OSHONDA TAYLOR: Fine.
DR. PAULA GRONCI: Having any problems that I should know about?
TOM BEARDEN: 12-year-old Oshonda Taylor has sickle cell anemia. She requires regular blood transfusions. Normally she gets two units of blood once a month. But things aren’t normal. Last time, Dr. Paula Gronci was only able to give Oshonda one unit. That’s because the shelves in the blood bank at the Long Beach Memorial Medical Center just south of Los Angeles, are extremely short on blood.
DR. PAULA GRONCI: This is the first time in the 20 years that I’ve been practicing that I’ve been asked by our blood bank to only administer one unit of blood. We’ve had shortages before, particularly at the holiday seasons, Christmas and New Years’, but I’ve never been asked to not transfuse or to transfuse only a partial aliquat to a child.
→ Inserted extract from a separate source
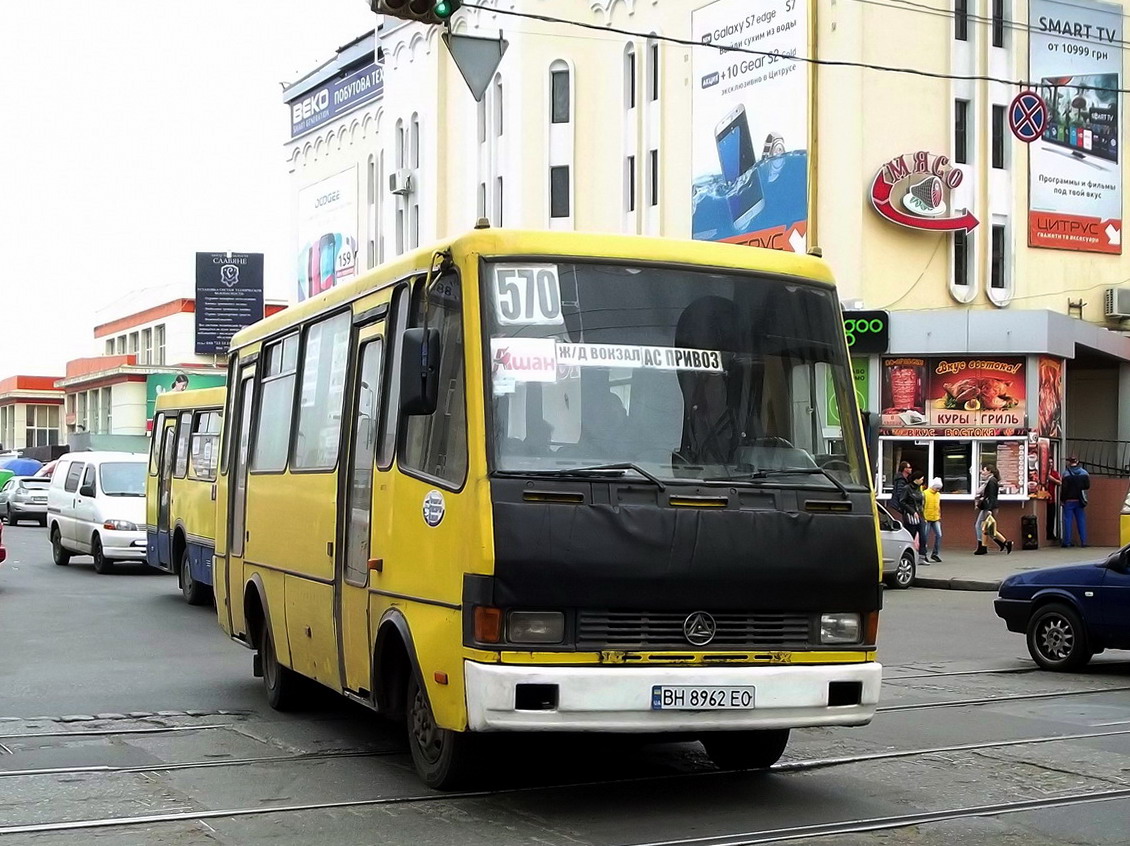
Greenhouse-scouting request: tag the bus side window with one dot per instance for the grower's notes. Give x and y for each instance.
(436, 444)
(184, 429)
(158, 427)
TOM BEARDEN: Oshonda is caught up in what the Red Cross called, “one of the worst blood shortages in recorded history.” The agency said the problem was particularly acute in Los Angeles, Philadelphia, New England, and the mid-Atlantic states. The Red Cross likes to have a four-day supply, 80,000 pints on hand. Last month the reserve shrunk to just 36,000. The shortage could have a devastating effect on people like Oshonda Taylor. Dr. Gronci says getting just one unit at a time puts her at greater risk for a stroke that could cause brain damage or even kill her.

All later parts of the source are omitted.